Per  ogni volontario reclutato dall’ANVUR per far parte dei GEV ci sono perciò 2,5 colleghi che gli chiedono di dimettersi. Se eliminiamo dal computo la legione straniera, per ogni collega italiano scelto dall’ANVUR ce ne sono ben 3 che ne chiedono le dimissioni.

La fede nelle magnifiche sorti e progressive dell’università italiana valutata dall’ANVUR non sembra essere scalfita dai palesi errori metodologici e tecnici dell’agenzia. Fedeli alla linea, si sarebbe detto in altre epoche.
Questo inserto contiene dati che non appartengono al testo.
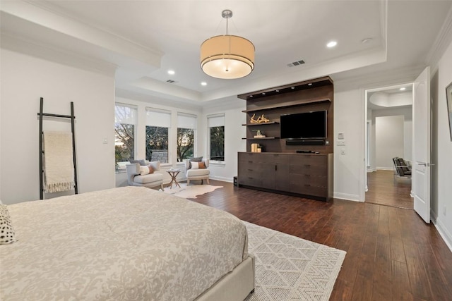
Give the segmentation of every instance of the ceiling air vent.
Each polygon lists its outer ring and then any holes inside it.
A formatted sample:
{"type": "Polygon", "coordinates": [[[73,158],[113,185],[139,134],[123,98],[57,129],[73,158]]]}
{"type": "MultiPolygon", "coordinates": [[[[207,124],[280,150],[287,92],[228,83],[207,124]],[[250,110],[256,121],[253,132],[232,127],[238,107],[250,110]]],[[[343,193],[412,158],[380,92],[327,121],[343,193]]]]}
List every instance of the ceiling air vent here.
{"type": "Polygon", "coordinates": [[[293,63],[290,63],[287,64],[287,67],[295,67],[296,66],[299,66],[299,65],[302,65],[304,63],[304,61],[303,60],[299,60],[299,61],[295,61],[293,63]]]}

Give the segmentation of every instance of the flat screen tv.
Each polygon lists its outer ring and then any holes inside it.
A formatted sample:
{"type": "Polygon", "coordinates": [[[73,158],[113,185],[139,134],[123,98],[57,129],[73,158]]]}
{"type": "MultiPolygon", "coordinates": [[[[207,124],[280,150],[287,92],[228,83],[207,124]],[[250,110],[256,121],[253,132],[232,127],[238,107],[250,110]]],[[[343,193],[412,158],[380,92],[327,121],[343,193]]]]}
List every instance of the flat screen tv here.
{"type": "Polygon", "coordinates": [[[326,138],[326,111],[281,115],[281,138],[326,138]]]}

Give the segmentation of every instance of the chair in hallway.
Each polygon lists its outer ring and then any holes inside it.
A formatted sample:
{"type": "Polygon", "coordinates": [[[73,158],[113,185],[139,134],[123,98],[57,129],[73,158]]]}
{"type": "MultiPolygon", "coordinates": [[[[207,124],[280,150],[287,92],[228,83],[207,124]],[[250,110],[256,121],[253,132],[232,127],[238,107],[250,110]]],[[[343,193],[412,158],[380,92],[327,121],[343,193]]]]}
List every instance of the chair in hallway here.
{"type": "Polygon", "coordinates": [[[394,163],[394,181],[397,178],[411,178],[411,167],[408,166],[403,158],[393,158],[394,163]]]}

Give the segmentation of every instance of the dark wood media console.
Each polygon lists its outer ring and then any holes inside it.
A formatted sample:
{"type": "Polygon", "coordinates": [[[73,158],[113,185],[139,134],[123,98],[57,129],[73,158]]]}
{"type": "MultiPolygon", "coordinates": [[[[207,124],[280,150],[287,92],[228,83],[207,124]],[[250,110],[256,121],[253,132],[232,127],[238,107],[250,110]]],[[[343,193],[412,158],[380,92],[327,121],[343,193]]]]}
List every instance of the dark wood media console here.
{"type": "Polygon", "coordinates": [[[333,154],[239,152],[239,187],[328,201],[333,154]]]}
{"type": "Polygon", "coordinates": [[[333,80],[326,76],[238,97],[246,101],[246,109],[243,111],[246,123],[242,125],[246,128],[243,138],[246,140],[246,152],[238,154],[239,187],[331,199],[334,152],[333,80]],[[315,111],[327,112],[325,139],[280,138],[281,115],[315,111]],[[269,121],[251,123],[251,118],[256,120],[262,115],[269,121]],[[265,137],[255,137],[258,130],[265,137]],[[262,152],[251,152],[253,143],[258,143],[262,152]]]}

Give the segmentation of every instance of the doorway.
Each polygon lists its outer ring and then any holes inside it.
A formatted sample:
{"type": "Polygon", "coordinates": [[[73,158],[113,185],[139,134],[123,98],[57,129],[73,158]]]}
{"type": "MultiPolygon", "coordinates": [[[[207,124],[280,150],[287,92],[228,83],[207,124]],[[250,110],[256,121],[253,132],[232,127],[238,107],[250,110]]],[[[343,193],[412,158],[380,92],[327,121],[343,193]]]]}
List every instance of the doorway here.
{"type": "Polygon", "coordinates": [[[411,179],[396,176],[393,158],[410,165],[412,84],[366,91],[365,202],[413,209],[411,179]]]}

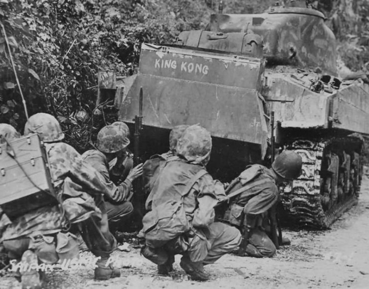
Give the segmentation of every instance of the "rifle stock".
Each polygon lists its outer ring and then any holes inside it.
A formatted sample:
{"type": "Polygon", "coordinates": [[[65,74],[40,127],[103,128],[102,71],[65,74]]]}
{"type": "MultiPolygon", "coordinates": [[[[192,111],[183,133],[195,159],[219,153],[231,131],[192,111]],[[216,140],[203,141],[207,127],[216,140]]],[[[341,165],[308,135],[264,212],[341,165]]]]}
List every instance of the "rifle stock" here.
{"type": "MultiPolygon", "coordinates": [[[[140,137],[142,129],[142,88],[139,90],[139,104],[138,115],[134,116],[134,134],[133,135],[133,165],[137,166],[141,161],[140,152],[140,137]]],[[[142,179],[139,177],[133,181],[133,194],[132,202],[135,208],[137,217],[140,222],[144,213],[144,195],[143,190],[142,179]]]]}

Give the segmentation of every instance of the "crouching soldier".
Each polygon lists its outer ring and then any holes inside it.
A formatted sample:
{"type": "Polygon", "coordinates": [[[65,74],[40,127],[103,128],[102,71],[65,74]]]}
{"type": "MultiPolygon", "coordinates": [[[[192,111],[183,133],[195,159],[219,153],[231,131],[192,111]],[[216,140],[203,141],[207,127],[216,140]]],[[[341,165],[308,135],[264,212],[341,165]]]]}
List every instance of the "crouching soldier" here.
{"type": "Polygon", "coordinates": [[[223,185],[205,168],[211,148],[209,132],[198,125],[189,126],[178,140],[178,156],[162,163],[152,183],[151,210],[142,220],[146,245],[141,253],[158,265],[159,274],[173,270],[174,255],[180,254],[180,265],[193,280],[207,280],[204,265],[214,263],[241,242],[236,228],[214,222],[214,207],[226,196],[223,185]]]}
{"type": "Polygon", "coordinates": [[[298,178],[302,164],[301,157],[296,153],[284,151],[270,169],[253,165],[227,188],[228,196],[234,196],[230,198],[224,219],[240,227],[243,240],[240,256],[261,258],[274,255],[279,245],[276,231],[279,198],[277,185],[298,178]]]}
{"type": "Polygon", "coordinates": [[[128,200],[132,196],[132,182],[142,174],[141,164],[130,170],[123,167],[123,161],[127,160],[125,149],[129,144],[129,135],[128,126],[124,122],[107,125],[98,134],[97,149],[82,154],[84,160],[103,175],[106,186],[112,192],[111,197],[105,196],[105,200],[109,226],[113,232],[122,231],[127,224],[133,210],[128,200]],[[114,159],[116,162],[111,171],[109,162],[114,159]],[[123,179],[124,172],[127,170],[127,175],[123,179]]]}
{"type": "MultiPolygon", "coordinates": [[[[55,117],[42,113],[31,116],[25,124],[24,134],[32,133],[37,133],[45,143],[51,179],[61,205],[43,207],[12,221],[2,234],[4,247],[11,258],[21,257],[27,264],[37,261],[37,258],[52,263],[57,261],[54,258],[55,253],[49,250],[49,253],[41,256],[42,250],[38,250],[35,243],[42,239],[51,244],[55,242],[56,234],[68,230],[67,225],[72,224],[70,231],[79,231],[89,249],[100,257],[95,278],[107,280],[120,276],[119,270],[108,262],[116,247],[116,240],[109,230],[103,197],[103,194],[111,195],[110,188],[73,148],[61,142],[64,135],[55,117]]],[[[41,276],[37,270],[20,273],[22,287],[41,286],[41,276]]]]}

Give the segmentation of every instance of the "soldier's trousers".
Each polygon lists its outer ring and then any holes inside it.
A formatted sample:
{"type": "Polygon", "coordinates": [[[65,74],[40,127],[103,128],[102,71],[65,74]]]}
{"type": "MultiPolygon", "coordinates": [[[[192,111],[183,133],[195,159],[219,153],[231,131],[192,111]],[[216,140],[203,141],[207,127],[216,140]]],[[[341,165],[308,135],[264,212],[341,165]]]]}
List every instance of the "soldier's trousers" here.
{"type": "Polygon", "coordinates": [[[248,241],[246,252],[250,257],[269,257],[275,254],[276,249],[272,240],[258,228],[252,230],[248,241]]]}
{"type": "Polygon", "coordinates": [[[143,255],[158,265],[163,264],[168,258],[174,260],[171,256],[177,254],[188,257],[193,262],[207,265],[236,250],[241,242],[241,234],[237,228],[215,222],[206,230],[195,229],[191,237],[181,236],[163,247],[144,250],[143,255]]]}
{"type": "Polygon", "coordinates": [[[112,232],[114,232],[116,230],[123,231],[126,227],[128,221],[133,212],[132,203],[125,201],[116,204],[105,201],[105,205],[110,230],[112,232]]]}
{"type": "Polygon", "coordinates": [[[223,255],[236,250],[241,243],[241,234],[234,227],[221,222],[213,223],[208,230],[197,230],[190,238],[186,254],[194,262],[214,263],[223,255]]]}
{"type": "Polygon", "coordinates": [[[87,247],[96,256],[108,257],[117,247],[117,240],[109,230],[105,201],[102,196],[95,199],[102,213],[101,219],[96,216],[78,223],[79,230],[87,247]]]}

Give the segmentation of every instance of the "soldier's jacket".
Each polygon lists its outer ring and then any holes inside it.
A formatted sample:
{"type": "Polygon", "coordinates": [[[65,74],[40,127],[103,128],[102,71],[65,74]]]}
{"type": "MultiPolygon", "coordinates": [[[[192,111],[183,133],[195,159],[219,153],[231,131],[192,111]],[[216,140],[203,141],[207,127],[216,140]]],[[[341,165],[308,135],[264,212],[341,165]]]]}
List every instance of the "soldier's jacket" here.
{"type": "MultiPolygon", "coordinates": [[[[265,213],[275,204],[278,201],[279,193],[270,170],[263,166],[255,165],[260,167],[261,173],[250,182],[258,182],[260,184],[241,193],[236,197],[235,201],[237,204],[245,207],[245,213],[256,215],[265,213]]],[[[236,191],[241,187],[242,185],[238,184],[232,191],[236,191]]]]}
{"type": "MultiPolygon", "coordinates": [[[[103,177],[84,161],[81,155],[71,146],[62,142],[45,145],[56,193],[68,197],[65,200],[67,203],[63,202],[67,216],[73,217],[74,222],[77,222],[86,219],[92,213],[101,215],[101,211],[95,205],[90,195],[98,197],[102,193],[110,195],[111,191],[103,177]],[[74,199],[77,201],[72,201],[74,199]]],[[[0,232],[1,227],[5,228],[0,240],[31,234],[53,233],[60,230],[62,219],[58,206],[45,207],[29,212],[10,224],[8,220],[6,224],[6,218],[2,218],[0,232]]]]}
{"type": "Polygon", "coordinates": [[[90,150],[85,152],[82,157],[104,177],[105,186],[110,192],[108,196],[109,198],[117,202],[121,202],[126,199],[132,189],[132,183],[126,179],[119,185],[116,186],[110,180],[109,164],[103,153],[97,150],[90,150]]]}
{"type": "MultiPolygon", "coordinates": [[[[180,194],[192,178],[204,168],[188,164],[178,157],[174,158],[166,162],[159,173],[157,184],[152,186],[150,193],[152,198],[150,206],[153,207],[171,199],[173,194],[180,194]]],[[[208,227],[214,221],[215,205],[225,198],[223,184],[206,174],[195,183],[183,200],[188,221],[195,227],[208,227]]]]}
{"type": "Polygon", "coordinates": [[[152,156],[143,164],[142,167],[142,180],[143,181],[143,190],[147,196],[145,203],[145,208],[148,211],[151,210],[152,199],[156,190],[153,190],[155,182],[159,176],[159,174],[165,166],[167,162],[179,159],[171,151],[162,154],[152,156]]]}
Chissà se la pressione della mozione Semplici convincerà qualcuno dei volontari a rimettere il proprio mandato. Non possiamo certo pensare che sia il compenso previsto per i membri GEV (5.000 euro) a tenerli incollati alla poltrona, visto che nessuno di loro protesta per la questione scatti che ne ha sottratti fino a 90mila a ciascuno.

Rilanciamo l’appello a firmare, ricordando che questa modalità di protesta non ne esclude altre anche ben più impegnative.